Little hi: Actually this is also a very interesting question. Let's first simplify the model, assuming there is a plan with n points distributed above, and the coordinates of the point I are (X[i],y[i]).

Little ho: Use points to represent shops.

Little hi: Yes, and if we are in the coordinates of (a A, A, b), then we have a radius of R in the range (including the edge), how many points?

Little ho: It feels like a very interesting question, let me think about it.

Tip: Four fork tree (quadtree) input

Line 1th: 2 integer n,m. 1≤n≤50,000,0≤m≤5,000.

2nd.. N+1 line: 2 integers per line x, Y, line i+1 represents the coordinates of the point I, guaranteed no duplicate points. 0≤x,y≤30,000

Line n+2..n+m+1:3 integer a,b,r per line, indicating the center coordinate (a, b) of the query, and radius R. 0≤a,b,r≤30,000 Output

1th.. M-line: 1 integers per line, and line I indicates the number of points in the center of the (x, y) query. Sample input

2 2
1 1
2 2
2 2 1
2 2 2

Sample output

1
2

tip: Four fork tree (quadtree)

Little ho: The simple idea is that I use a two-dimensional array to represent the entire floor plan. Assuming the range of coordinates is L, a l*l array is required.

For (A, B) and R, I check the b-r column to the B+r column of the a-r to the A+r row to see if there is a bit, and the point to (A, b) is less than or equal to R.

For L more than 10000 of the situation there is no way to achieve.

Little hi: Yes, in the case of large coordinate ranges and points, there is a real problem.

Little ho: I was wondering if I could divide the whole area into small areas, each time in a small area nearby to find the nearest point.

Little hi: Little ho You have a great idea, and we might as well try it.

Little ho: How should that be divided?

Little hi: Do you remember the line tree? In the processing of the segment tree, we divide an interval from one point into two segments. Here we also use the same method to divide a region into 4 pieces:

From top to bottom, from left to right, labeled 1234 respectively.

We put all the points into these areas, in order to make an area in the number of points not too much, we set an area of the number of points limit.

If there are too many points in an area, we will take this area four points and put the new point in the sub-region.

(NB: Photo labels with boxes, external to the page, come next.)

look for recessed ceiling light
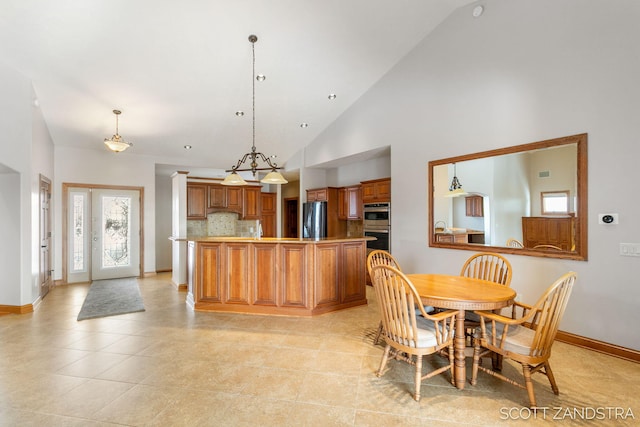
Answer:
[473,6,484,18]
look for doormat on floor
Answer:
[78,277,144,320]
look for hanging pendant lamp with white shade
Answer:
[104,110,133,153]
[222,34,288,185]
[445,163,467,197]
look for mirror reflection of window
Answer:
[540,190,569,215]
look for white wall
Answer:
[0,171,21,305]
[0,63,53,306]
[306,0,640,349]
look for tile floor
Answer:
[0,274,640,427]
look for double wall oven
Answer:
[363,203,391,253]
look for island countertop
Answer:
[186,236,372,316]
[184,236,376,244]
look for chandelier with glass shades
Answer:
[104,110,133,153]
[445,163,468,197]
[222,34,288,185]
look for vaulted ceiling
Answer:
[0,0,472,174]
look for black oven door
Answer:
[364,230,390,252]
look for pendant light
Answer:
[222,34,288,185]
[104,110,133,153]
[445,163,467,197]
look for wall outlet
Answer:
[598,214,618,225]
[620,243,640,256]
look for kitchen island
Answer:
[187,237,371,316]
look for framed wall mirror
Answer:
[428,133,587,261]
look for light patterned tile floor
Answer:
[0,274,640,426]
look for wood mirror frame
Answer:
[428,133,587,261]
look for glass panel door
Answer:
[91,189,140,280]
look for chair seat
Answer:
[390,316,438,348]
[482,322,536,356]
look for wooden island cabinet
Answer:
[187,237,368,316]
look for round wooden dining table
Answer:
[407,274,516,389]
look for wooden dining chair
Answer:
[507,238,524,248]
[471,272,576,408]
[371,265,457,401]
[460,252,512,286]
[367,249,433,345]
[367,249,402,345]
[460,252,513,344]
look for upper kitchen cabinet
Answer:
[338,185,362,220]
[361,178,391,203]
[242,187,260,219]
[307,188,329,202]
[187,184,207,219]
[187,182,261,220]
[260,193,276,237]
[226,185,244,215]
[208,184,227,208]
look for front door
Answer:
[39,175,51,297]
[91,189,140,280]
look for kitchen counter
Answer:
[185,236,375,244]
[187,236,372,316]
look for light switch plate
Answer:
[620,243,640,256]
[598,214,618,225]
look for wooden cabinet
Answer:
[187,239,367,316]
[207,184,227,208]
[522,216,575,251]
[464,196,484,217]
[187,182,261,220]
[260,193,276,237]
[242,187,260,219]
[338,185,362,220]
[436,233,469,243]
[187,184,207,219]
[307,187,347,237]
[225,187,244,215]
[307,188,329,202]
[360,178,391,203]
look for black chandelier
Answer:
[222,34,288,185]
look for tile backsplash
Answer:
[187,212,260,237]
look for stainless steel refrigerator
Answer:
[302,202,327,239]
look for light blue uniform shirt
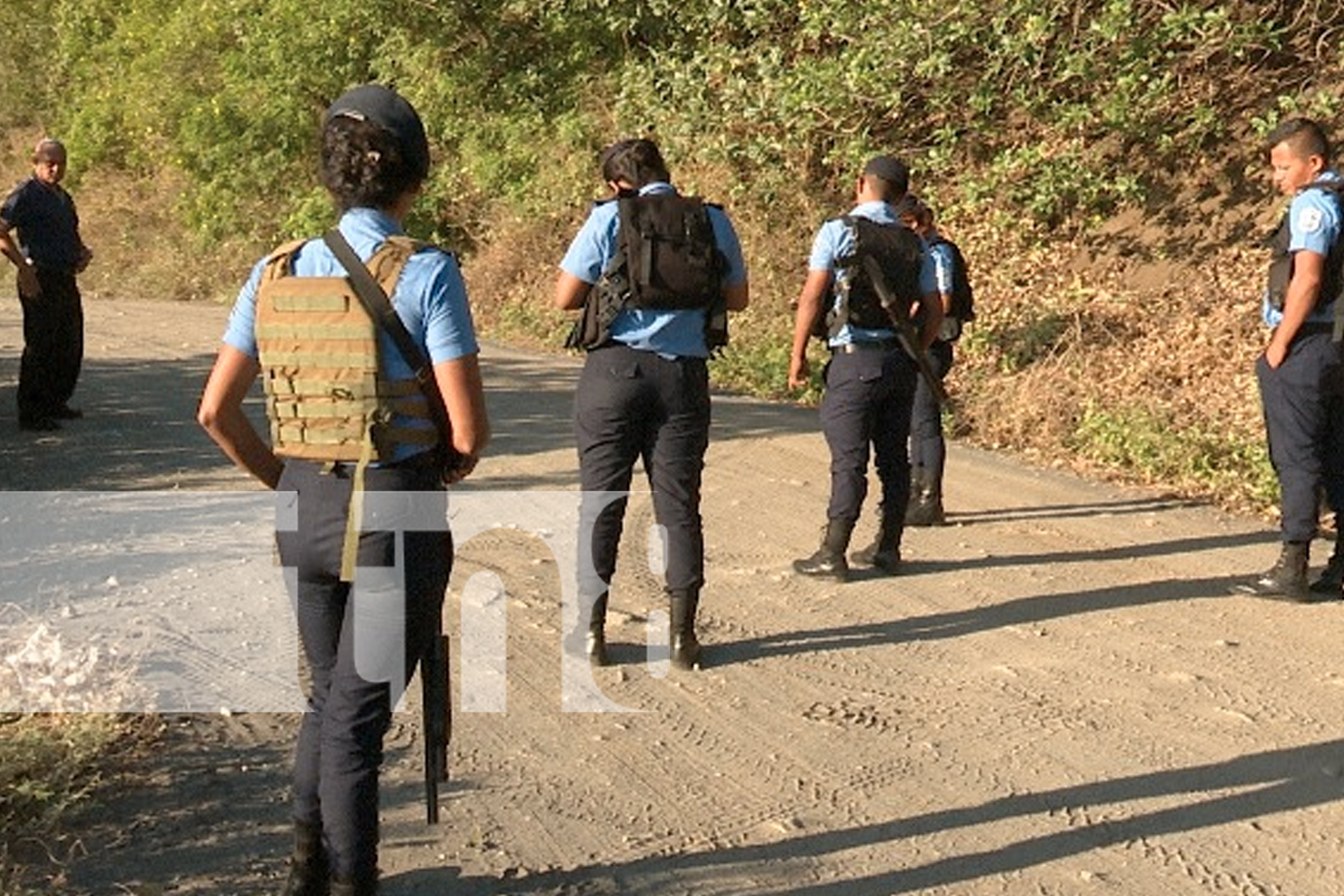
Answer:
[561,181,747,358]
[808,202,935,347]
[925,233,957,296]
[223,208,480,461]
[1261,170,1344,328]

Little ho: Sounds like a lot of sense.

Little hi: Of course it makes sense that this data structure is called "Quadtree (Quadtree)". Each of its basic units is:

Quadtreenode:
	const node_capacity;//Each node contains a limit of the number of points, a constant
	boundary;//The range of the node, which contains 4 parameters, the upper and lower left and right border of the region
	points; A list of nodes within the region
	Childnode;//contains 4 parameters representing 4 sub-regions

Assuming Node_capacity=1, then we can divide the entire region into:

Little ho: Well, I understand that, because it is similar to a line tree, then there is the same insert and query operation.

Little hi: Yes.

Quadtree insert operation: When inserting a new node (x, y), if it is not in the current region, exit, otherwise add it to the node list of the zone points, if the node list for the current region is full. Then the area is four points, and the node is added to the sub-region.

Insert (Quadtreenode Nownode, point P):
	if (p not in nownode.boundary) then
		Return 
	End if
	if ( NowNode.points.length < node_capacity)
		then NowNode.points.append (p)
	Else
		nownode.divide ()//area four min. For each
		Childnode of Nownode
			inserts (Childnode, p)
		end for
	end If

A quad-tree query operation is typically a range of points, so the parameters that are brought in are also an area range:

Query (Quadtreenode nownode, Range):
	If (Quadtreenode.boundary does not intersect range) then
		//The region of the node does not intersect the query area C2/>return empty
	End if for each
	p in nownode.points
		if (p in range) and then
			Pointsinrange.append (p)
		End
	for the If
	(nownode.isdivide)
		then//If the zone has been partitioned, then the nodes in the sub-zone may also be in
		the for each childnode of Nownode
			Query (childnode, range)
		end for
	end If
	Return Pointsinrange

In our question, we can use a circle of external squares as an area to find a list of points, and then check whether it is within the circle.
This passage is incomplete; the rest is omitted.